Gerald Herman, an American businessman and entrepreneur who has lived in Vietnam for ten years, says that what is especially poignant about the Vietnamese is not their reaction to the war in Iraq but their sympathy for Americans after 9/11. “Every single Vietnamese I know, including two young men I had to fire from my company, got in touch then to offer condolences,” Herman said. “I expected at least one person to tell me, ‘Now you know what it feels like,’ but no one did. Knowing I was from New York, people were asking me if I had friends or relatives in the twin towers. It was remarkable, profound compassion. Now we’ve totally squandered that.”

Meanwhile, the US Embassy has sent out an advisory warning us all to “avoid crowds and demonstrations, keep a low profile”–which at least partly means, don’t let your voice be heard if you happen to think this war is wrong. One feels safer here, less a target for random violence–not to mention a terrorist–than in most cities in America. For the first time in my life I’m sorry to be on my way home.

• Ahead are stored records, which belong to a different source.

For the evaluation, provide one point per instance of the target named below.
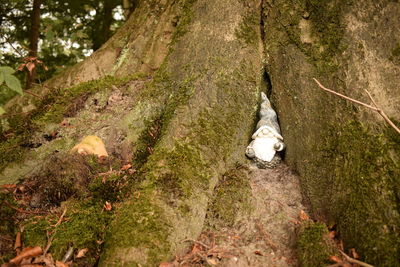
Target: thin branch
(345, 97)
(375, 107)
(351, 260)
(197, 242)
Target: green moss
(327, 30)
(52, 109)
(247, 30)
(7, 227)
(231, 198)
(396, 51)
(365, 193)
(84, 226)
(314, 248)
(177, 171)
(142, 225)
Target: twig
(33, 94)
(97, 66)
(23, 211)
(265, 236)
(351, 260)
(197, 242)
(60, 219)
(375, 107)
(14, 114)
(383, 114)
(50, 239)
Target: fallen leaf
(353, 253)
(8, 186)
(18, 243)
(332, 234)
(131, 171)
(335, 259)
(259, 253)
(303, 216)
(107, 206)
(126, 167)
(212, 261)
(81, 253)
(27, 253)
(47, 260)
(61, 264)
(30, 66)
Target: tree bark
(206, 62)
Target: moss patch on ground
(314, 246)
(84, 226)
(143, 225)
(366, 192)
(51, 109)
(7, 227)
(231, 198)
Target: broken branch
(375, 107)
(351, 260)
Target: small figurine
(267, 139)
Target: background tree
(175, 92)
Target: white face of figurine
(264, 148)
(266, 141)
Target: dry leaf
(47, 260)
(107, 206)
(126, 167)
(27, 253)
(303, 216)
(335, 259)
(18, 243)
(30, 66)
(259, 253)
(8, 186)
(332, 234)
(81, 253)
(212, 261)
(353, 253)
(61, 264)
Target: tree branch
(375, 107)
(351, 260)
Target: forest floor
(267, 237)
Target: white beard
(264, 145)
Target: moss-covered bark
(210, 77)
(185, 120)
(346, 155)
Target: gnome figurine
(267, 139)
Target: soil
(265, 238)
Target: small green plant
(7, 79)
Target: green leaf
(13, 83)
(7, 70)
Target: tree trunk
(33, 40)
(205, 63)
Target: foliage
(8, 80)
(69, 31)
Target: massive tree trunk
(204, 64)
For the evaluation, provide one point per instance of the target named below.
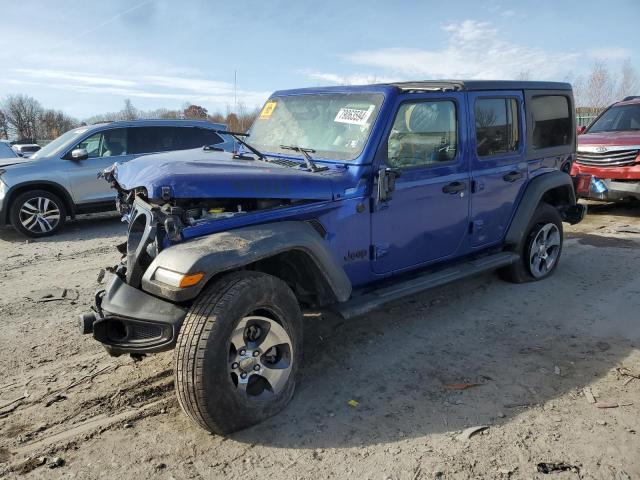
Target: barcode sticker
(354, 116)
(268, 109)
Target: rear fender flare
(534, 193)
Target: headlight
(175, 279)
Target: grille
(615, 158)
(143, 332)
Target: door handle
(454, 187)
(512, 177)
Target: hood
(5, 162)
(623, 138)
(200, 173)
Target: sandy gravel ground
(540, 354)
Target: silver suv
(60, 180)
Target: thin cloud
(614, 53)
(472, 50)
(354, 79)
(157, 87)
(103, 24)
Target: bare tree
(22, 113)
(4, 126)
(599, 88)
(628, 84)
(54, 123)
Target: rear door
(427, 217)
(498, 163)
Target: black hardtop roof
(479, 85)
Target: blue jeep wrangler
(341, 198)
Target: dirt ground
(540, 354)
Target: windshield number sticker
(354, 116)
(267, 110)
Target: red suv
(607, 165)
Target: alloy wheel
(545, 250)
(260, 357)
(39, 215)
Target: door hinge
(476, 226)
(377, 251)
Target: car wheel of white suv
(37, 213)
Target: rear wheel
(238, 352)
(37, 213)
(540, 249)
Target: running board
(369, 301)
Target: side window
(92, 145)
(423, 134)
(152, 139)
(108, 143)
(193, 137)
(551, 121)
(497, 128)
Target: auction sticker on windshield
(354, 116)
(268, 109)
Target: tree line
(24, 119)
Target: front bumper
(606, 183)
(128, 320)
(608, 189)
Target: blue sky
(86, 57)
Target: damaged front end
(141, 311)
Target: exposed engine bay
(174, 214)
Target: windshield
(336, 125)
(618, 119)
(58, 144)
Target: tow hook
(86, 321)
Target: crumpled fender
(229, 250)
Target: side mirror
(79, 154)
(387, 183)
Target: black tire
(522, 270)
(205, 384)
(47, 224)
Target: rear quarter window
(552, 122)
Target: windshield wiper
(307, 158)
(236, 136)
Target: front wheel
(540, 249)
(238, 352)
(37, 213)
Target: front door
(104, 149)
(498, 164)
(426, 218)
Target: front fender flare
(230, 250)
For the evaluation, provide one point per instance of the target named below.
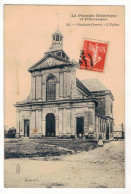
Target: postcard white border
(127, 4)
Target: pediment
(47, 62)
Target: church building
(61, 105)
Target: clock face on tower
(50, 62)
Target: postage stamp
(93, 55)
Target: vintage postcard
(64, 74)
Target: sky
(28, 33)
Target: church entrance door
(107, 131)
(26, 128)
(50, 125)
(80, 126)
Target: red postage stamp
(93, 55)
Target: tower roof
(57, 32)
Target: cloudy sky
(28, 34)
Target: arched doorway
(107, 131)
(50, 125)
(26, 128)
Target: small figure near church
(100, 142)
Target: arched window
(51, 88)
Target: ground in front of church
(103, 167)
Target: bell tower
(57, 40)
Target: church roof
(93, 85)
(50, 60)
(58, 32)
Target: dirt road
(102, 167)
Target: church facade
(61, 105)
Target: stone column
(64, 121)
(33, 85)
(57, 90)
(61, 84)
(17, 123)
(65, 84)
(44, 127)
(57, 126)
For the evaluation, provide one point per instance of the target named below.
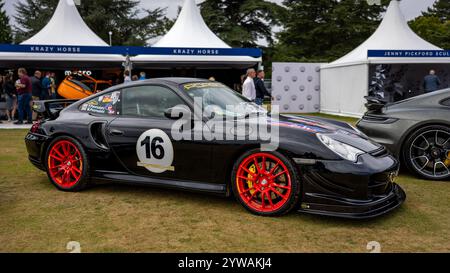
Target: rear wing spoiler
(374, 104)
(51, 108)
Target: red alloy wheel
(264, 182)
(65, 164)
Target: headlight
(358, 131)
(345, 151)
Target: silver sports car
(416, 130)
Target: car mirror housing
(177, 112)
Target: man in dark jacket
(24, 89)
(431, 82)
(36, 89)
(261, 89)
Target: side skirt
(126, 178)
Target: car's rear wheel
(67, 164)
(266, 183)
(427, 152)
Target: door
(141, 138)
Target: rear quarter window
(108, 104)
(446, 102)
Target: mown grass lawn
(35, 217)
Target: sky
(411, 8)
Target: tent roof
(191, 31)
(197, 61)
(66, 27)
(392, 34)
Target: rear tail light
(36, 126)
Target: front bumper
(352, 190)
(354, 209)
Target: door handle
(116, 132)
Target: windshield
(221, 100)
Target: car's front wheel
(266, 183)
(427, 152)
(67, 164)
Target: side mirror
(177, 112)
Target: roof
(170, 80)
(66, 27)
(191, 31)
(392, 34)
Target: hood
(292, 126)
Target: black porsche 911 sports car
(416, 130)
(125, 134)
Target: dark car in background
(416, 130)
(125, 134)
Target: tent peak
(393, 33)
(66, 27)
(191, 31)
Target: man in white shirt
(248, 88)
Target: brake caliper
(250, 178)
(447, 161)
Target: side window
(148, 101)
(108, 104)
(446, 102)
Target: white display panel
(296, 87)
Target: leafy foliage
(434, 24)
(129, 25)
(242, 23)
(324, 30)
(5, 27)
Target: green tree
(242, 23)
(5, 27)
(130, 25)
(434, 24)
(324, 30)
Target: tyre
(427, 152)
(266, 183)
(67, 164)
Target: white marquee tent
(345, 82)
(65, 28)
(191, 31)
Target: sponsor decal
(201, 85)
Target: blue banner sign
(409, 54)
(132, 51)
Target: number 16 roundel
(155, 151)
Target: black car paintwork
(331, 186)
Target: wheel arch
(49, 141)
(413, 129)
(241, 152)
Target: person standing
(36, 90)
(11, 97)
(248, 88)
(143, 76)
(126, 76)
(431, 82)
(260, 87)
(24, 90)
(46, 87)
(53, 86)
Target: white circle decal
(155, 151)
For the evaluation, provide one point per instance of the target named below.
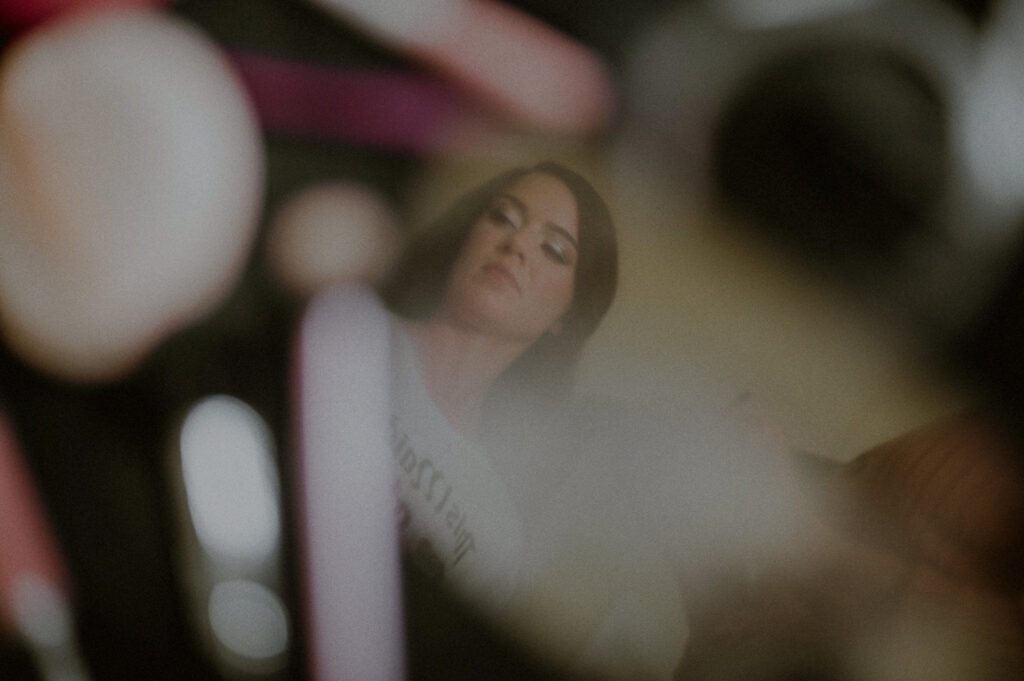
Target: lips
(502, 272)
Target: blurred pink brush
(346, 499)
(508, 59)
(34, 592)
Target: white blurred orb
(332, 232)
(131, 176)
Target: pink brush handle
(27, 545)
(398, 111)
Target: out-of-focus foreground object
(130, 181)
(34, 584)
(26, 13)
(521, 67)
(860, 135)
(333, 232)
(229, 515)
(345, 498)
(918, 573)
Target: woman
(504, 288)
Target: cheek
(558, 292)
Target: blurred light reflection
(230, 483)
(249, 620)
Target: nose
(514, 244)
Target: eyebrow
(562, 231)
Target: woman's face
(514, 275)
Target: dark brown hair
(418, 283)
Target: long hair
(416, 288)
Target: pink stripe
(393, 110)
(27, 545)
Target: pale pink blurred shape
(26, 13)
(130, 181)
(28, 546)
(346, 497)
(520, 66)
(332, 232)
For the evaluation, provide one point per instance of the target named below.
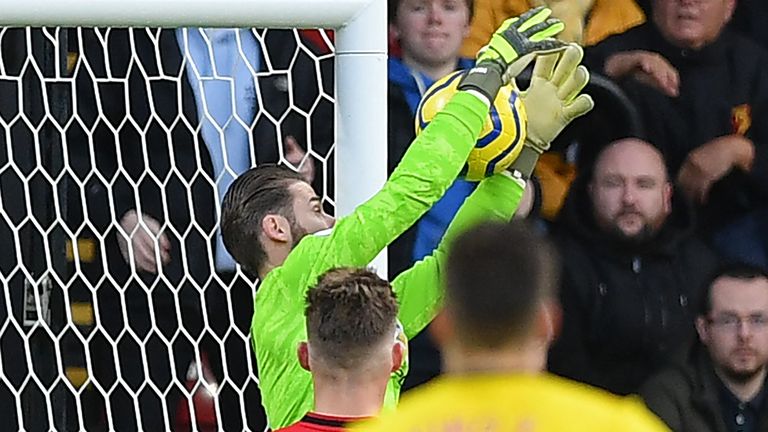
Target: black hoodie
(626, 308)
(723, 91)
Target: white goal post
(43, 265)
(361, 60)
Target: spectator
(587, 22)
(424, 58)
(500, 316)
(631, 271)
(350, 349)
(702, 90)
(721, 386)
(273, 225)
(162, 181)
(430, 34)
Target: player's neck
(276, 255)
(435, 72)
(349, 397)
(745, 390)
(530, 358)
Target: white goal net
(119, 310)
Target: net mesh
(119, 310)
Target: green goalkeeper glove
(510, 49)
(552, 101)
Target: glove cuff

At the War Remnants Museum in Ho Chi Minh City, where a small selection of brutalities from the Vietnam War are displayed, a Nebraskan wrote in the visitors’ book, “Please do not confuse the Bush Administration with the American people.” I wish I agreed. I’m not sure we should be let off that hook so easily, either by the overwhelmingly friendly Vietnamese people I have met here in the last three weeks or by ourselves, as each one of us considers our participatory role in what is happening while we descend, in the fashion of ancient Rome, from a republic to an empire.